Photos of piles of flight cases next to yellow signs bearing Air New Zealand’s Logo are similar to many copycat scams that appeared earlier this year, targeting Australian and New Zealand travellers.
At the time, one woman said she ordered a suitcase from the site for $3.19 but it never arrived. A few days later more than $80 was taken from her account. She reported the fraud to her bank to stop further payments.
A similar hoax targeted Sydney Kingsford Smith International Airport with doctored photos of luggage piles, claiming to be a sale from the airport “Luggage Department”.
The $3 luggage hoax
The Queenstown Airport page, originally created with the name Tajim’s Media four years ago, changed its name to the airport last month and began posting.
The page’s owner, a Bangladeshi national, told the Herald that they had never even been to Queenstown.
“They hacked my page and renamed into Queenstown Airport,” he said but claimed to have no idea about the scam.
This familiar scam has reused photos from other airports.

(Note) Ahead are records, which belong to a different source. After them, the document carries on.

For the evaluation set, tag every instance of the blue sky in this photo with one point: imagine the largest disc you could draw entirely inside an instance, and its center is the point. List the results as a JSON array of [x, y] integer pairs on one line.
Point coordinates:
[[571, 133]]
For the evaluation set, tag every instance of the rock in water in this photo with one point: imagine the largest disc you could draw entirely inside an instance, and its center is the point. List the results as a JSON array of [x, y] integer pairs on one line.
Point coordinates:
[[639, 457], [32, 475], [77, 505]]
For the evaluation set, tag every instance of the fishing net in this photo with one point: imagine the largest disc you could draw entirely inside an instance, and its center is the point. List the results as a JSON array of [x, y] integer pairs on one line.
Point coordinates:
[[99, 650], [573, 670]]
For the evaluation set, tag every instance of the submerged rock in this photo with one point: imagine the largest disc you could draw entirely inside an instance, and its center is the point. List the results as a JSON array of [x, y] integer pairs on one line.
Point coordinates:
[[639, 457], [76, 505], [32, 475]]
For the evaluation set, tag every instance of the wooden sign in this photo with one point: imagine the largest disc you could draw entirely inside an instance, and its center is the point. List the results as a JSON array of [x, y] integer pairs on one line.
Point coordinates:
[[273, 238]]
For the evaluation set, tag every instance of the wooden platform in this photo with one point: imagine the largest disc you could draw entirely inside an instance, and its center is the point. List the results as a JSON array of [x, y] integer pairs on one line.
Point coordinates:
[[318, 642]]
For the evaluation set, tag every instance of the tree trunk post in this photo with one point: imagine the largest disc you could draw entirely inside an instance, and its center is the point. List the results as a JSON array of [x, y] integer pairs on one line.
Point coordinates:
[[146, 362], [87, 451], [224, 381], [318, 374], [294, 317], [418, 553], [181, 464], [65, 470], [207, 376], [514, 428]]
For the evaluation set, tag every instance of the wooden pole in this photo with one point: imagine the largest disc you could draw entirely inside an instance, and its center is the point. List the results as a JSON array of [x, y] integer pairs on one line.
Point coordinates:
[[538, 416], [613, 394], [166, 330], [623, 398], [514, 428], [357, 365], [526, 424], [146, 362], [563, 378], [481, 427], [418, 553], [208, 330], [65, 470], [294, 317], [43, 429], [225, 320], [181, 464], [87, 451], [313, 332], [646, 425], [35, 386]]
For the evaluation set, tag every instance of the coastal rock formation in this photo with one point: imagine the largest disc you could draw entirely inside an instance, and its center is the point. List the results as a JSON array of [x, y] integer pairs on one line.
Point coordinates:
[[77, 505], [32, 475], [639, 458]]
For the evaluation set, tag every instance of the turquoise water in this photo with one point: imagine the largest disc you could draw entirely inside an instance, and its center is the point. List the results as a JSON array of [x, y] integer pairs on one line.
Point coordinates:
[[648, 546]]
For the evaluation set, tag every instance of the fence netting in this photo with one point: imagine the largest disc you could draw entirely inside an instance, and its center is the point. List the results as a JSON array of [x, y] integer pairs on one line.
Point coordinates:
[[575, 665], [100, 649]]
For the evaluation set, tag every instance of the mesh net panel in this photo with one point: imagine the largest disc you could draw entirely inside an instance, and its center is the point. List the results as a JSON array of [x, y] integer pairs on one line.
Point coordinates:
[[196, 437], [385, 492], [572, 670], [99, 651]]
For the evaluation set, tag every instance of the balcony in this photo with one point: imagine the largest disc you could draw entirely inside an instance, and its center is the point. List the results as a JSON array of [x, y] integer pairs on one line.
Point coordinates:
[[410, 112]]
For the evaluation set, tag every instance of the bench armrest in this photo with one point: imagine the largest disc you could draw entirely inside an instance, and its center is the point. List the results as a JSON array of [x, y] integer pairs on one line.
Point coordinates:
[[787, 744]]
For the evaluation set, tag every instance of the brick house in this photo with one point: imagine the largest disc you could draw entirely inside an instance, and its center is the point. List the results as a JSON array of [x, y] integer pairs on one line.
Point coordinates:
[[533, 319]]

In a report by AFP earlier this year, many of the doctored “sale” photos were identified as having appeared on similar hoax pages targeting Denver Airport.
It appears that the scam targets hacked Facebook pages which were then quickly renamed and used to buy seemingly legitimate adverts via Facebook.
There are at least two hoax Facebook pages claiming to be Queenstown Airport, one previously belonged to a Bangladeshi tech company and another was a Mexican poetry group.
Facebook’s parent company, Meta were not able to provide comment on the matter but said that users of Instagram and Facebook were able to report adverts the believed to be fraudulent.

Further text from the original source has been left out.